Today, sometime between 10:30 and 11:00am, I will have been a Christian for 16 years – pretty much half my life now… (that just floors me.) In some ways it feels like it’s been forever, and in other ways it still feels like yesterday.
It was March 2, 1991. Killingworth Congregational Church, in Killlingworth, Connecticut, toward the back on the left hand side as you face the altar. A typical old-fashioned New England church.
I’d been going to summer music camp with Musicon Ministries, Inc. since the summer between 7th and 8th grade. I loved it. Every summer we would spend a week learning a musical, and then we’d take it on the road to churches around New England – and the 2-3 weekend retreats when we would re-unite and sing at churches closer to home were highlights of my year.

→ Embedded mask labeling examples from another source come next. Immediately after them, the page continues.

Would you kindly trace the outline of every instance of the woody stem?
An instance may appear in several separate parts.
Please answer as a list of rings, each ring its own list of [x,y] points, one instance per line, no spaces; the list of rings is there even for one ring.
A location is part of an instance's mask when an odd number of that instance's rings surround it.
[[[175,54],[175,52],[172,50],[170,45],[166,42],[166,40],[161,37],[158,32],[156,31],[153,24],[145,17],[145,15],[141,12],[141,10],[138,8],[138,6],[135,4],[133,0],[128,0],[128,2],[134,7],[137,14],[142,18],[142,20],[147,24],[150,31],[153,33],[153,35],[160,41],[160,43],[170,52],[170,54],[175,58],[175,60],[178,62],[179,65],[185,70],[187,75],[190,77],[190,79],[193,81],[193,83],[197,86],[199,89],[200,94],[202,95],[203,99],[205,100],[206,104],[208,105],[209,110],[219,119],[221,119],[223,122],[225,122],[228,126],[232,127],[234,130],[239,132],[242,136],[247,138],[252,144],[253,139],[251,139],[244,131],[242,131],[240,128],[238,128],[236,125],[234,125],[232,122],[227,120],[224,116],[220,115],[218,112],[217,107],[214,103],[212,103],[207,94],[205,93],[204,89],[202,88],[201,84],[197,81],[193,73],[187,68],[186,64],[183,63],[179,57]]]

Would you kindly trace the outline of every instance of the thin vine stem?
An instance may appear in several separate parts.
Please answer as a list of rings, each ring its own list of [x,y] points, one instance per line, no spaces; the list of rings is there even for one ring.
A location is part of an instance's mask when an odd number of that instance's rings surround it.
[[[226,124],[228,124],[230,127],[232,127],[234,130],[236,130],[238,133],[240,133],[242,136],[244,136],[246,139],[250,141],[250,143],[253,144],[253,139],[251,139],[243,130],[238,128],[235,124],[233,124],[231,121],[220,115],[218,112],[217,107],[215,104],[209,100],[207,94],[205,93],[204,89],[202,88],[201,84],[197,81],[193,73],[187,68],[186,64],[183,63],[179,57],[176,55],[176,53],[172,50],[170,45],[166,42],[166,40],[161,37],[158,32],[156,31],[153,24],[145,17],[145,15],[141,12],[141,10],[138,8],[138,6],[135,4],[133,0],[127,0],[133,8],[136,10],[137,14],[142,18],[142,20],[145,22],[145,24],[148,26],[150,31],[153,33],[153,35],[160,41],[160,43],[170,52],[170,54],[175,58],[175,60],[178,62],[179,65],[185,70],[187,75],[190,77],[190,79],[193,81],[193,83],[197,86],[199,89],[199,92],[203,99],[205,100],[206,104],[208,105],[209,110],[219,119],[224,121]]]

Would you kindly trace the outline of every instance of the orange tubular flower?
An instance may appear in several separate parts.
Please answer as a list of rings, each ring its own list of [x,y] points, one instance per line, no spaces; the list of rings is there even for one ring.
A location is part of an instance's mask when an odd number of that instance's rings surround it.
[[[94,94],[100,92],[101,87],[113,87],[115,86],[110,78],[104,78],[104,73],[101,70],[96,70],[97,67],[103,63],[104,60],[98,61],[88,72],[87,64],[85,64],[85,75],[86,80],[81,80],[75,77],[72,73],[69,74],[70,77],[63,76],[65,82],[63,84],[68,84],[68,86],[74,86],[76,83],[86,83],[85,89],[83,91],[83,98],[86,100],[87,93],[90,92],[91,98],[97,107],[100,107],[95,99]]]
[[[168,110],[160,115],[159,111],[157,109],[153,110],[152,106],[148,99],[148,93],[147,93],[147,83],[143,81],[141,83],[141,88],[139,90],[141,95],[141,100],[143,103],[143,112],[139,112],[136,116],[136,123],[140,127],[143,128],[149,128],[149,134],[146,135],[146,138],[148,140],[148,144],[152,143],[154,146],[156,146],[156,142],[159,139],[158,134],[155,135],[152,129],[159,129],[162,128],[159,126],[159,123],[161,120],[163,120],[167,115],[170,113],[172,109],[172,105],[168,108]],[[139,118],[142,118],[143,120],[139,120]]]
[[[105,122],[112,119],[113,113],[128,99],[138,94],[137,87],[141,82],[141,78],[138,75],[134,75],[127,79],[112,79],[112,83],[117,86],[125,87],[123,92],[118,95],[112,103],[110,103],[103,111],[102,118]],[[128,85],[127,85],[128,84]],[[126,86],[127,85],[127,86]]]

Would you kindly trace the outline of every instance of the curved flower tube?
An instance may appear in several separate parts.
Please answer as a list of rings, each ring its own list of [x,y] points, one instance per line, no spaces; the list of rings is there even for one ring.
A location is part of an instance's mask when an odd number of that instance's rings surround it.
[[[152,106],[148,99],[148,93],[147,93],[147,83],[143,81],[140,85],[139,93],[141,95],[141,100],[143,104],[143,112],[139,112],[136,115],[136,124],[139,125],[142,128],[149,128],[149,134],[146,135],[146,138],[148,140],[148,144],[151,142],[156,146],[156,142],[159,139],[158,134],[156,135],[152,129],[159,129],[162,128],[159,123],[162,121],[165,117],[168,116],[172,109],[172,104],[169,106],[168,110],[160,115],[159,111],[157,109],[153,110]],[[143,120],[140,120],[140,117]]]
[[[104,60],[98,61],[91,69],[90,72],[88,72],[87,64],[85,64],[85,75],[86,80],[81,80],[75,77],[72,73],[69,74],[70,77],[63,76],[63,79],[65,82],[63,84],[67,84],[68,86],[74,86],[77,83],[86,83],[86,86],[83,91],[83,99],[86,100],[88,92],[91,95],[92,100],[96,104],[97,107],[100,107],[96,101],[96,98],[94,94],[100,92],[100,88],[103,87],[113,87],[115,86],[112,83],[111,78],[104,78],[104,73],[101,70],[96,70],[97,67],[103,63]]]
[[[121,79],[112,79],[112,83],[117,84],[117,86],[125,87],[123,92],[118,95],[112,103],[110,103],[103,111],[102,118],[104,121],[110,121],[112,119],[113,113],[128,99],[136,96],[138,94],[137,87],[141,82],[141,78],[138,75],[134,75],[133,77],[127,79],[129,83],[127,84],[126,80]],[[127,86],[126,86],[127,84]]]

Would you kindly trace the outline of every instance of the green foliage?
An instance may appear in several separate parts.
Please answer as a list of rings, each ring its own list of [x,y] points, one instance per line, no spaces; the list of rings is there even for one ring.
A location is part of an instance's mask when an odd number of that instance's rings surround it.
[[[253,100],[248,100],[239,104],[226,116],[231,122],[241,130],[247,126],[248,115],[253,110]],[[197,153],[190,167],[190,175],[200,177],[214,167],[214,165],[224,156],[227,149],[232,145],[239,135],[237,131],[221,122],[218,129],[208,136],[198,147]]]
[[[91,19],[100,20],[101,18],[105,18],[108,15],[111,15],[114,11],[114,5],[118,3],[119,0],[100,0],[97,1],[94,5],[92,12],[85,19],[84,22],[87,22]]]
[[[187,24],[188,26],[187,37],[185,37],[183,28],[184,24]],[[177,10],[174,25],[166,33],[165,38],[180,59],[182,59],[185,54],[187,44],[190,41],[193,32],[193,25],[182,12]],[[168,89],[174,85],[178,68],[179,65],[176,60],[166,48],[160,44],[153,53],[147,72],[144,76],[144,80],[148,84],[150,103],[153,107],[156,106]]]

The spring retreat of 1991 was right in the middle of the Gulf War, and one of our staff members felt really burdened that regardless of what we thought about the war, it was still our responsibility to pray for our enemies, and so she had designed a prayer workshop to teach us how to do that. She gave us all a piece of paper that outlined what we should pray and sent us off for half an hour or so to pray. (I still have it in a box somewhere.) So there I was, sitting in one of the back pews of Killingworth Congregational Church, praying for Saddam Hussein – when suddenly it hit me that all the stuff I was praying for this guy was stuff I needed to be praying for myself. I needed to know, beyond a shadow of a doubt, that Jesus really loved me, and really would save me. I needed a humble heart, and I needed to know that all the stuff I’d done that I so regretted could really be forgiven. So I asked – and He saved me. It was one of the sweetest moments of my life. And in case I needed the extra confirmation, on my way back to the dining hall, I passed our music director’s wife in the hallway; she took one look at me and gave me a huge hug. She could tell something had changed, just in that instant.
And it had. I still don’t do it perfectly, but I am learning to live surrendered – to be okay with not being in control of my life, eternal or temporal – to accept the grace I so desperately need, and to follow His directions – and to rest in His unchanging love for me.
“Praise the Lord, O my soul, all my inmost being, praise His holy Name.
Praise the Lord, O my soul, and forget not all His benefits –
who forgives all your sins and heals all your diseases,
who redeems your life from the pit and crowns you with love and compassion,
who satisfies your desires with good things so that your youth is renewed like the eagle’s.”
I’m so grateful for the gift I was given 16 years ago. I wonder sometimes if anyone ever told Saddam Hussein it was available to him too… Maybe things could have been different – or maybe, free will and all that, they wouldn’t have been. But I think maybe this missions impulse I feel now is partly rooted in the fact that I once prayed for someone who went to his grave this year cursing – but God used that experience to save me. Isn’t that just like Him?